This past summer, I worked as an undergraduate assistant for The 2019 Tepoztlán Institute for the Transnational History of the Americas in Tepoztlán, Morelos, Mexico, under my mentor, and this year’s director of the institute, Dr. David Kazanjian. The conference is dedicated to opening a respectful, genuine dialogue between academics, professors, and graduate students throughout the Americas around critical issues and points of contention in the Americas. This selected topic for this year’s institute was “Bodies of Water: Flows, Wars, Floods, Wakes.” As such, much of our discussion in group sessions centered around power of water as both a driver of peace and prosperity as well as one of destruction and colonialism. Many of these stories have roots in the slave trade and the colonial era, and many more continue to be told today.

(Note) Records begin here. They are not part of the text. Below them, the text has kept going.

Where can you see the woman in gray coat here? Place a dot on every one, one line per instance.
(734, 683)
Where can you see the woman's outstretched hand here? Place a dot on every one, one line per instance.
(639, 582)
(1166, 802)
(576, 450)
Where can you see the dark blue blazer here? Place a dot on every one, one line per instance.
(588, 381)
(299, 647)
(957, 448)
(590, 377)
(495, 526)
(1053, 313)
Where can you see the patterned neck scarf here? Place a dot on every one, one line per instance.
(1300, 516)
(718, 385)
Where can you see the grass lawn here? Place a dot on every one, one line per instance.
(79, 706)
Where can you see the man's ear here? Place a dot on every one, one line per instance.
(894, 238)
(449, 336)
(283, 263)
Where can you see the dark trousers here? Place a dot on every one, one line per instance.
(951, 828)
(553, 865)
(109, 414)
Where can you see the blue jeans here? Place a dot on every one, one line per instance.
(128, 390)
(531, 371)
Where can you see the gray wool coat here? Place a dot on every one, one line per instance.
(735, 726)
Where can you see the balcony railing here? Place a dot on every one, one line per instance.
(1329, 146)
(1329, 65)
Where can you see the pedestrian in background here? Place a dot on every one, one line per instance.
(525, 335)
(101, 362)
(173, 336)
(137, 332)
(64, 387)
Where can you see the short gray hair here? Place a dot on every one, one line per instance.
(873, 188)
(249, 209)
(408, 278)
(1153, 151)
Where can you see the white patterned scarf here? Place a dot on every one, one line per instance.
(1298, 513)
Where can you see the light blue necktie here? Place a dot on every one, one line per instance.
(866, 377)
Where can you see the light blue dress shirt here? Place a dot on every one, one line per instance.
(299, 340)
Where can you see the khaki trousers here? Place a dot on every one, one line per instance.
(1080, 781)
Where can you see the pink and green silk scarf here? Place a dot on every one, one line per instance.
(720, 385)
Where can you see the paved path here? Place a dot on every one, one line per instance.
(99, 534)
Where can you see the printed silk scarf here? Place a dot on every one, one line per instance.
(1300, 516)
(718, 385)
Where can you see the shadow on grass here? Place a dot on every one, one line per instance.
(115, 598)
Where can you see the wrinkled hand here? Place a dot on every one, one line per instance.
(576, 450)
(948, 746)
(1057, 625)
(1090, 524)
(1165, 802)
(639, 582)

Prior to participating in these conversations, Dr. Kazanjian and I prepared for the conference by discussing the assigned theory readings once a week for about eight weeks. These meetings were helpful in that I felt better prepared going into the conference having talked about ideas and themes I had extracted from the theory readings. It also provided an opportunity to learn new things about the history of the Americas that I had not been previously exposed to. As the conference approached, he and I (along with other members of the Tepoztlán Collective) met in Tepoztlán in order to prepare logistically for the arrival of about 70 participants and some of their families. Paired with a graduate assistant from Penn’s English department, Nick Millman, we carried out numerous tasks depending on the needs of the conference. This included making signs, putting up posters around Tepoztlán, and arranging nametags for the participants. In this part of the process, I learned a lot about what goes into making a conference sail smoothly, and got to know members of the Tepoztlán collective in the process.
When the conference began, I participated in daily discussions among other academics and graduate students about theory readings, participant papers, and their relationship with the theme of the conference. In two such discussions, I was assigned for the role of “dominatrix,” in charge of mediating conversation, making sure everyone is encouraged to speak, and ensuring no one person dominates the conversation. In other sessions, I was tasked with translating between English and Spanish for those who needed it.
Beyond the knowledge I soaked in from the institute, perhaps the most important part of the journey was the exposure to academia and the experience of engaging in both professional and casual conversations with professors and academics. Tepoztlán, I was told, is a non-traditional conference in that it is meant to create such an atmosphere for all who attend, despite your level of research or education. I was compelled by the conducive setting and rich content, and I am excited to continue studying some of the important issues that I learned about in Tepoztlán.